Let’s look at a few examples of debugging situations in Ruby and Rails:
A Simple Example
The following image is a stack trace from Rails:
As you can see at the top of the notification, we have a runtime error at Totally legit bug. The top of the stack trace is pointing us to ContentsController, line 37.
If you go to line 37 in the code, you can see that it’s raising Totally legit bug for us:
That’s a very simple example. Most of the errors you see in day-to-day debugging are a bit more complicated.
Deeper Down the Rabbit Hole
In the example below, we once again have a stack trace. However, unlike the previous example, this stack trace shows multiple ContentsController callouts:
In this example, how do you know where the error actually occurred?
This is the issue with debugging as it gets more complicated: It’s not always clear where the issue actually lies. In this case, if we start by looking at the very top of the stack trace, ContentsController, line 214, we discover that there’s no bug in line 214:
Line 157 is the actual cause of the error:
In this example, line 157 is passing nil for the number of max-loaded articles, so line 214 is showing an error when it receives the unexpected nil value.
When the top of the stack trace isn’t directly the source of the error, it makes it harder to track down where the issue actually lies.
This is a case that I directly ran into during the Ruby and Rails upgrade:
As you can see, the erroring line is actually completely fine, and nothing else in the stack trace points to what is wrong.
Looking at line 10, there’s one argument, a call to asset URL, and we’re passing one argument. However, we are receiving an error about the argument that says: wrong number of arguments (given 3, expected 1..2).
Why do we have a mismatch between what the code looks like and the error we are receiving? This is where it gets complicated.
To find the solution to this debugging mystery, I took the following steps:
Step 1. Google & Stack Overflow: I searched Google and Stack Overflow for someone who had the same issue. There’s no reason to reinvent the wheel if someone else already found a solution. However, as I discovered, if you can’t find someone else who had a similar problem, then you have to get more adventurous and strike out on your own.
Step 2. Add Debugging Code to Dependencies: Adding debugging code into the dependencies can give you a better understanding of what’s going on. This is a solution you can’t use in all languages. In the case above, this helped me eliminate some dependencies that weren’t the issue, but it didn’t identify the root cause of the issue.
Step 3: Downgrade Whack-A-Mole. The problem began during the upgrades, so it stood to reason that one of the upgrades may have caused the issue. I had some idea about which section of the code was problematic, so I started downgrading areas that directly linked to that section of code.
In this case, the haml gem ended up being the issue. The upgrading process introduced a bug and it didn’t allow the haml gem to play nicely with others.
Thankfully, this haml gem wasn’t necessary for upgrading, so I was able to downgrade it and get everything working properly.
Let’s discuss the internals of Ruby and another error I encountered during our upgrades.
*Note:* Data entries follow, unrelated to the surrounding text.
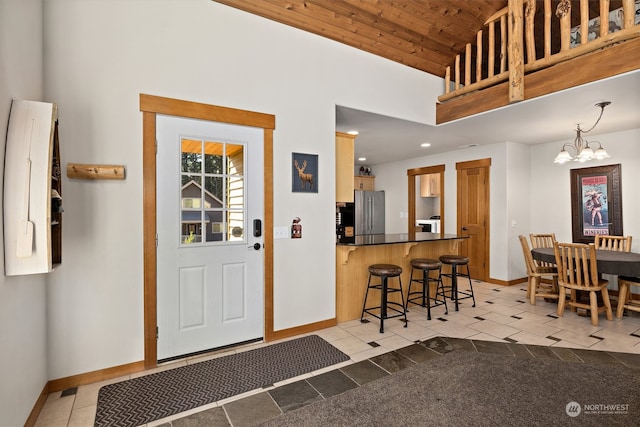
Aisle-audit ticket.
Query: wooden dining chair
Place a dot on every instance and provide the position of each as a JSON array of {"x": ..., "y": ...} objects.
[
  {"x": 578, "y": 271},
  {"x": 613, "y": 243},
  {"x": 542, "y": 240},
  {"x": 535, "y": 272},
  {"x": 624, "y": 295}
]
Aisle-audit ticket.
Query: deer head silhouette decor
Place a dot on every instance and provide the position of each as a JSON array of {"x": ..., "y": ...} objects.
[{"x": 304, "y": 177}]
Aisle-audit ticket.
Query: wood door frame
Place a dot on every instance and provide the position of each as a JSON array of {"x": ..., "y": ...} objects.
[
  {"x": 472, "y": 164},
  {"x": 150, "y": 106},
  {"x": 411, "y": 185}
]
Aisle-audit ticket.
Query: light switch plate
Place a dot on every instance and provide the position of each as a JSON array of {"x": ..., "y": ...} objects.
[{"x": 280, "y": 232}]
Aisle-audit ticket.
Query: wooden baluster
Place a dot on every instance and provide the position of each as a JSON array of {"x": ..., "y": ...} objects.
[
  {"x": 516, "y": 51},
  {"x": 584, "y": 21},
  {"x": 628, "y": 11},
  {"x": 492, "y": 48},
  {"x": 503, "y": 43},
  {"x": 447, "y": 80},
  {"x": 467, "y": 65},
  {"x": 479, "y": 56},
  {"x": 457, "y": 86},
  {"x": 563, "y": 12},
  {"x": 530, "y": 13},
  {"x": 547, "y": 28},
  {"x": 604, "y": 17}
]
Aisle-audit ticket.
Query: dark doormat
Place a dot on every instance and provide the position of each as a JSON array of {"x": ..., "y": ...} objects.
[{"x": 141, "y": 400}]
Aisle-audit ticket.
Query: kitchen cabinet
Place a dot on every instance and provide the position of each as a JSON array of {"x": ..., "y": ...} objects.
[
  {"x": 364, "y": 183},
  {"x": 32, "y": 190},
  {"x": 430, "y": 185},
  {"x": 344, "y": 166}
]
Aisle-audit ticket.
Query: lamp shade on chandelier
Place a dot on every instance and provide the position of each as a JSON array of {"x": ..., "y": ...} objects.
[{"x": 579, "y": 150}]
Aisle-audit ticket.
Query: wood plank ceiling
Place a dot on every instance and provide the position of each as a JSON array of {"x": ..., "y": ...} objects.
[{"x": 423, "y": 34}]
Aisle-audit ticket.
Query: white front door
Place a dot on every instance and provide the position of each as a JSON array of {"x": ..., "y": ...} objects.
[{"x": 210, "y": 260}]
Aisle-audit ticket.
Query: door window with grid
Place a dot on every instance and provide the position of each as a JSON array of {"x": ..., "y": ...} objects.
[{"x": 212, "y": 192}]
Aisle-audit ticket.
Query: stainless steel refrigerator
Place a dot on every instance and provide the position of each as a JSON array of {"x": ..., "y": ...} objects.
[{"x": 369, "y": 212}]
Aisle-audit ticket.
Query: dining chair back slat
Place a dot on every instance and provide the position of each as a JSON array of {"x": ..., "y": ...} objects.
[
  {"x": 535, "y": 272},
  {"x": 613, "y": 243},
  {"x": 578, "y": 271},
  {"x": 543, "y": 241}
]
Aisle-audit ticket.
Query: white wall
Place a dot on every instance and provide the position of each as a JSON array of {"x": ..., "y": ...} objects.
[
  {"x": 526, "y": 187},
  {"x": 100, "y": 55},
  {"x": 23, "y": 341}
]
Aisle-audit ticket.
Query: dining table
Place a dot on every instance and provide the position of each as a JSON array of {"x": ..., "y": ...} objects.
[{"x": 609, "y": 262}]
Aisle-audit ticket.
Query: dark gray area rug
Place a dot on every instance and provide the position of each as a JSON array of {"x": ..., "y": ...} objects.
[
  {"x": 151, "y": 397},
  {"x": 477, "y": 389}
]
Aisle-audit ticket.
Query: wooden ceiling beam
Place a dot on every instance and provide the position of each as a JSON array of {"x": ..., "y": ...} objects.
[
  {"x": 389, "y": 23},
  {"x": 292, "y": 13},
  {"x": 620, "y": 58}
]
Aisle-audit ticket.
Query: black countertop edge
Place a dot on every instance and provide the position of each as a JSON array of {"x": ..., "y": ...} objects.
[{"x": 389, "y": 239}]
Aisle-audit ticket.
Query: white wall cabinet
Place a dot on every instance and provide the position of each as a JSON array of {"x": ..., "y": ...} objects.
[
  {"x": 430, "y": 185},
  {"x": 32, "y": 190}
]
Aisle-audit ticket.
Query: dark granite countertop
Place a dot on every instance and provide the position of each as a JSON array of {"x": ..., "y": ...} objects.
[{"x": 389, "y": 239}]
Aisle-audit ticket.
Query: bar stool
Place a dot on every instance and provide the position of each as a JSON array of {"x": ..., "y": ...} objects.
[
  {"x": 384, "y": 272},
  {"x": 423, "y": 297},
  {"x": 454, "y": 261}
]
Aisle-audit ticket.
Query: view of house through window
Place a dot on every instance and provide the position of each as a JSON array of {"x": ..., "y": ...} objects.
[{"x": 212, "y": 192}]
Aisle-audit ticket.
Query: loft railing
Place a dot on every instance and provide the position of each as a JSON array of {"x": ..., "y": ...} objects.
[{"x": 499, "y": 55}]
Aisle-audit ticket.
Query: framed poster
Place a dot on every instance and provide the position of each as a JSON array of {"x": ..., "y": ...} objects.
[
  {"x": 596, "y": 202},
  {"x": 304, "y": 173}
]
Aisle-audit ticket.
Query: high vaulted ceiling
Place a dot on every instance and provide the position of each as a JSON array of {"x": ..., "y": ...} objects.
[
  {"x": 423, "y": 34},
  {"x": 427, "y": 35}
]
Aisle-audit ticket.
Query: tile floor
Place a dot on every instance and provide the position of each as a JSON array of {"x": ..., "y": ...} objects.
[{"x": 502, "y": 314}]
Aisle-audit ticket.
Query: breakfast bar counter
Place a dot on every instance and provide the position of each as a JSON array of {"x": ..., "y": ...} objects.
[{"x": 355, "y": 254}]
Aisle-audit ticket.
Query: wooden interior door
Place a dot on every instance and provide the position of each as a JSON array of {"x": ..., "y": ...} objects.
[{"x": 473, "y": 214}]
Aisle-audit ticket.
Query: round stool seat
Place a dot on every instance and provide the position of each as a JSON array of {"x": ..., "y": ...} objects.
[
  {"x": 389, "y": 270},
  {"x": 454, "y": 259},
  {"x": 426, "y": 264}
]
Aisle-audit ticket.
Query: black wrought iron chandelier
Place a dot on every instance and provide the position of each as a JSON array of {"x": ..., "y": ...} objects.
[{"x": 580, "y": 147}]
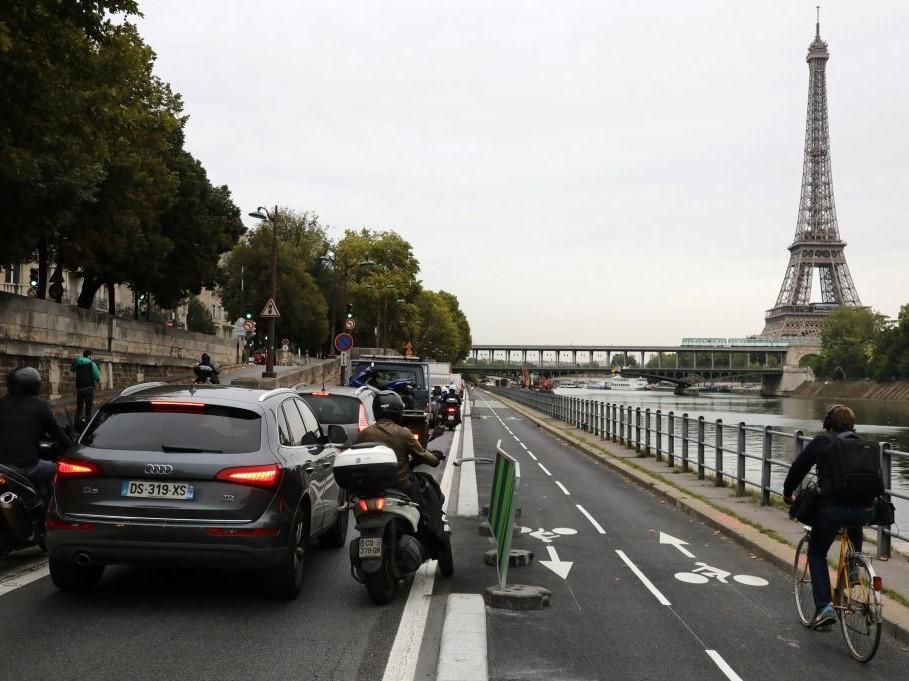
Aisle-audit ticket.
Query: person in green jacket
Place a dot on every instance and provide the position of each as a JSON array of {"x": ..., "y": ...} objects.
[{"x": 87, "y": 377}]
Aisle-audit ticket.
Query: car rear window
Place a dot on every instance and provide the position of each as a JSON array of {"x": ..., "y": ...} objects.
[
  {"x": 137, "y": 427},
  {"x": 336, "y": 409}
]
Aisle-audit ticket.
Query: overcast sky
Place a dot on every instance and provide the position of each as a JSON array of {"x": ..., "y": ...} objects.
[{"x": 575, "y": 172}]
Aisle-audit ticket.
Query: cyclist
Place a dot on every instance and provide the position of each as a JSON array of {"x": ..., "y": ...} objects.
[{"x": 839, "y": 422}]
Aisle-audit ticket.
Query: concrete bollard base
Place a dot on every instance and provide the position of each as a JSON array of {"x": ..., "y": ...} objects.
[
  {"x": 516, "y": 558},
  {"x": 517, "y": 597}
]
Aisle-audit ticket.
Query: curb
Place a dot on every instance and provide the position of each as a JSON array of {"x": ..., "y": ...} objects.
[
  {"x": 896, "y": 615},
  {"x": 462, "y": 653}
]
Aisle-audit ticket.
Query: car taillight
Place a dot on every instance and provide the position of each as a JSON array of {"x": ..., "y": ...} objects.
[
  {"x": 376, "y": 504},
  {"x": 362, "y": 421},
  {"x": 255, "y": 476},
  {"x": 55, "y": 524},
  {"x": 72, "y": 468}
]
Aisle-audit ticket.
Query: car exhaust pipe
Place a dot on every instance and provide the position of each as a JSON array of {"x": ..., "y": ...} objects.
[{"x": 15, "y": 516}]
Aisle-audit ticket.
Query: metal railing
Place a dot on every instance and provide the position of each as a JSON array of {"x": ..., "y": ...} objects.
[{"x": 665, "y": 434}]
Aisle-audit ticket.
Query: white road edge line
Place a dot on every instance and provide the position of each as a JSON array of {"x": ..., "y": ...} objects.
[
  {"x": 592, "y": 520},
  {"x": 405, "y": 651},
  {"x": 646, "y": 582},
  {"x": 462, "y": 652},
  {"x": 723, "y": 665}
]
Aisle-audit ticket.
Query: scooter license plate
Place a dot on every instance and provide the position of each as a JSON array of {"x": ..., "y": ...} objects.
[{"x": 370, "y": 547}]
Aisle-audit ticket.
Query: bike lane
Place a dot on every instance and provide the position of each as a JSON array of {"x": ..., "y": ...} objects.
[{"x": 731, "y": 612}]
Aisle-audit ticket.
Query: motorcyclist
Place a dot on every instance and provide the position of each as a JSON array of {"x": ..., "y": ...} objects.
[
  {"x": 205, "y": 371},
  {"x": 26, "y": 419}
]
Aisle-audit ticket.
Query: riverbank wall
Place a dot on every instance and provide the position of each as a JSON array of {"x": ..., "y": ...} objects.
[{"x": 894, "y": 391}]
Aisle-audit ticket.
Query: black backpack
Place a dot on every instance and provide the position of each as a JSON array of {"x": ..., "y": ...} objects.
[{"x": 853, "y": 470}]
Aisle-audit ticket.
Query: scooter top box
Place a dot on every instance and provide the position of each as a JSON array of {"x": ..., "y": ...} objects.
[{"x": 366, "y": 468}]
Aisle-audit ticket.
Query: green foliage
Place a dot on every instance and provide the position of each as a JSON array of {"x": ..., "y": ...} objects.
[
  {"x": 848, "y": 340},
  {"x": 198, "y": 318}
]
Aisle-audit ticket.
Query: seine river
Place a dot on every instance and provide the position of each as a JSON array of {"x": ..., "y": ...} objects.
[{"x": 876, "y": 420}]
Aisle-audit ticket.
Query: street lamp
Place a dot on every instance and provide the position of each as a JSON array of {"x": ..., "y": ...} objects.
[{"x": 261, "y": 213}]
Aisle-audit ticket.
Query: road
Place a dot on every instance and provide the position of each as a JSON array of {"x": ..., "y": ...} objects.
[{"x": 620, "y": 611}]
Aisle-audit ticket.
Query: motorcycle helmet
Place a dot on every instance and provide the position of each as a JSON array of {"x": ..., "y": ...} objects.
[
  {"x": 388, "y": 405},
  {"x": 23, "y": 381}
]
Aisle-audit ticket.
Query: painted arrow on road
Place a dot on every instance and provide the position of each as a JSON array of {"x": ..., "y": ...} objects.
[
  {"x": 560, "y": 567},
  {"x": 678, "y": 543}
]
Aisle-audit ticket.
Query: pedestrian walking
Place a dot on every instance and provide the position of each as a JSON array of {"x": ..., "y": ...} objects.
[{"x": 87, "y": 377}]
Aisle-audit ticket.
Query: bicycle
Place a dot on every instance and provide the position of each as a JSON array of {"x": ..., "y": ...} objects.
[{"x": 856, "y": 596}]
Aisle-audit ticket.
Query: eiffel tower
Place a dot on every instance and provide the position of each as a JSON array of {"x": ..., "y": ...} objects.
[{"x": 817, "y": 243}]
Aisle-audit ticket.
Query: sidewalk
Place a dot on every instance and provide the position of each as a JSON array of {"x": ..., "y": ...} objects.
[{"x": 766, "y": 530}]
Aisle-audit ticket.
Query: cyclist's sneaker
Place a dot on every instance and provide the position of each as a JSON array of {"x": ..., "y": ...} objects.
[{"x": 824, "y": 617}]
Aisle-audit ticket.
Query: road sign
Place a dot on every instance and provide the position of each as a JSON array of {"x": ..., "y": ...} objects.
[
  {"x": 343, "y": 342},
  {"x": 270, "y": 309},
  {"x": 505, "y": 481}
]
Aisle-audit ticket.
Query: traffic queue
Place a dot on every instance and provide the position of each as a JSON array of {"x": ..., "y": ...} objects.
[{"x": 222, "y": 477}]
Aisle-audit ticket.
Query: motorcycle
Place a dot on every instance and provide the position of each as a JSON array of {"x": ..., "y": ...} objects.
[
  {"x": 451, "y": 413},
  {"x": 396, "y": 534},
  {"x": 22, "y": 508}
]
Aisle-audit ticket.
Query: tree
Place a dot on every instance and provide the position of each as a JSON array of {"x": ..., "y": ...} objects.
[
  {"x": 198, "y": 318},
  {"x": 848, "y": 339},
  {"x": 302, "y": 305}
]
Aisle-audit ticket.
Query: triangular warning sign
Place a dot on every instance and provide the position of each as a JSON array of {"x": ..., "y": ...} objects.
[{"x": 270, "y": 309}]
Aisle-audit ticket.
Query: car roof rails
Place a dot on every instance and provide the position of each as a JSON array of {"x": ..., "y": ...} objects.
[
  {"x": 131, "y": 390},
  {"x": 276, "y": 391}
]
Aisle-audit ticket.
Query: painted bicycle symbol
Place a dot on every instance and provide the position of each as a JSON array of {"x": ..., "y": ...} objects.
[{"x": 704, "y": 573}]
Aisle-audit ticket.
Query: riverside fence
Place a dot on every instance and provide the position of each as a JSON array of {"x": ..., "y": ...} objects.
[{"x": 740, "y": 454}]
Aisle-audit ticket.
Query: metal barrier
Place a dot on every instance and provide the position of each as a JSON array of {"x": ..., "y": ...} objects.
[{"x": 623, "y": 424}]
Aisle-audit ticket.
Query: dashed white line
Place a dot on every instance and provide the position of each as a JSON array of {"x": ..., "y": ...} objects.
[
  {"x": 592, "y": 520},
  {"x": 640, "y": 575},
  {"x": 724, "y": 666}
]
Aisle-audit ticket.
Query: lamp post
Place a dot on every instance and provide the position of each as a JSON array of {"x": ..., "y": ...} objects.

The following error was thrown by the test suite, rather than the application directly:
This error is saying invalid domain error, example.com. This error is strange, but when you look at how the test is set up, we have example.com allowed for the test suite because we run on non-application domains during the test suite:
I began Googling the issue and found someone who was having the exact same issue as us. The recommended solution was to upgrade the “cgi” gem to version 0.3.6. However, we don’t use the cgi gem in the Rails application.
Ruby uses two files to keep track of the dependencies that the application uses:
- Gemfile: Used for dependencies you explicitly depend on.
- Gemfile.lock: Used for gemfile dependencies PLUS all of the required sub-dependencies.
Our application doesn’t have any trace of “cgi” in either of these files. So how do we upgrade cgi when we’re not using cgi? It turns out that Ruby has certain “default” gems that are the core part of its install and cgi is one of them. So, while we weren’t technically depending on cgi, it was being implicitly used by our application.
We were able to solve the error by explicitly adding “cgi” version 0.3.6 to the gemfile, just as the other user suggested:
As you can see from these examples, sometimes the debugging process goes in really weird directions and you never know what you’re going to get. Though this project’s upgrade has been fraught with debugging issues, I hope that our solutions will prove to be inspiration for other people who encounter the same problems in the future.